Always On Availability Groups
An Always On Availability Group is a set of separate SQL Server instances residing on different nodes in a cluster, which host replicas of the same databases. They ensure that the replicated databases are available at all times, even if the primary SQL Server instance fails.
One instance is designated as the primary, and all others are secondary instances. Read requests can be fulfilled by any of the instances, but all Update requests are fulfilled by the primary instance on its database only. Changes made to the primary instance are then propagated to all the secondary instances.
If the primary instance fails, a secondary instance assumes the primary role, taking over all Update requests on its database, and propagating new updates to the other secondary instances.
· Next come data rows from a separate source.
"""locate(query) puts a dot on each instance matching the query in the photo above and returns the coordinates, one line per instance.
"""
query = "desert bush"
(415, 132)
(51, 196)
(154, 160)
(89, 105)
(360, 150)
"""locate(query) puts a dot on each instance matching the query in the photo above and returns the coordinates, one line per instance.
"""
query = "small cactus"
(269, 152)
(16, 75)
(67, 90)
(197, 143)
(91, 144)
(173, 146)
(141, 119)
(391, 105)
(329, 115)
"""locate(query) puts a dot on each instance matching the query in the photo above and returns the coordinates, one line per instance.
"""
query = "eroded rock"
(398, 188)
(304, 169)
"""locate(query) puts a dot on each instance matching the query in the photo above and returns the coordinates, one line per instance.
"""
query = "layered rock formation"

When the failed instance has recovered it assumes the secondary role and synchronizes its databases with the others.
This takeover of responsibilities can be done automatically or manually, depending on the setup of the SQL Server instances in the Availability Group.
Uniface can work with an Availability Group just as it can with a regular MS SQL database, but you need to keep the following information in mind.
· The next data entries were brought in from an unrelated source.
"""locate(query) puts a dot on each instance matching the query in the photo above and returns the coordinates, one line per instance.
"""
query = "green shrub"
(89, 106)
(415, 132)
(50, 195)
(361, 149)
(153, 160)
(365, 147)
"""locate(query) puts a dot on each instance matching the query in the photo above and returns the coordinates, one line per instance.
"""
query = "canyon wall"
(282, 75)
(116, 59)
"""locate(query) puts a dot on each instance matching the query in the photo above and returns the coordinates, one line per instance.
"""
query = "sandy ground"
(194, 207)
When Uniface's MSS connector connects to an Availability Group it must connect to an Availability Group Listener, not to a specific instance.
Therefore, when configuring a DSN with the ODBC Data Source Administrator utility for a connection to an Availability Group Listener, select the Multi-subnet failover checkbox. This ensures that the Listener makes the connection to the primary SQL Server instance, without you having to know which one that is.
If your application only requires Read access to the database, you can have the Listener make a connection to a secondary instance that is configured to allow read-only access, instead of to the primary instance. This improves overall database performance because Read requests are handled by a different server on its own database replica.
To use this feature, set the Application intent value in the DSN configuration to READONLY
. By default, it is set to READWRITE
and will thus connect to the primary SQL Server instance.
Updates can be propagated to the secondary nodes in synchronous or asynchronous mode.
When synchronous mode is used, a commit takes slightly longer, because the commit has to wait until the update has propagated to all secondary instances. This ensures that there is no possibility of data loss and all the secondary nodes are always up to date.
When asynchronous mode is used, the commit returns as soon as the updates have been made in the primary database. The secondary instances always lag behind the primary one, as do applications that have READONLY
set as their application intent. If the primary instance fails, this can result in data loss in the secondary instances that have not yet received the updates.
The Listener does not automatically reconnect to another database instance if the one that is connected to fails. The failure is not transparent to Uniface and database requests will subsequently fail with a connection broken
error.
To handle this situation, you can close the path and reopen it in ProcScript. The Listener will then initiate a new connection to another instance. For Read-Write access, this will only work if one of the secondary instances has automatically taken over the primary role.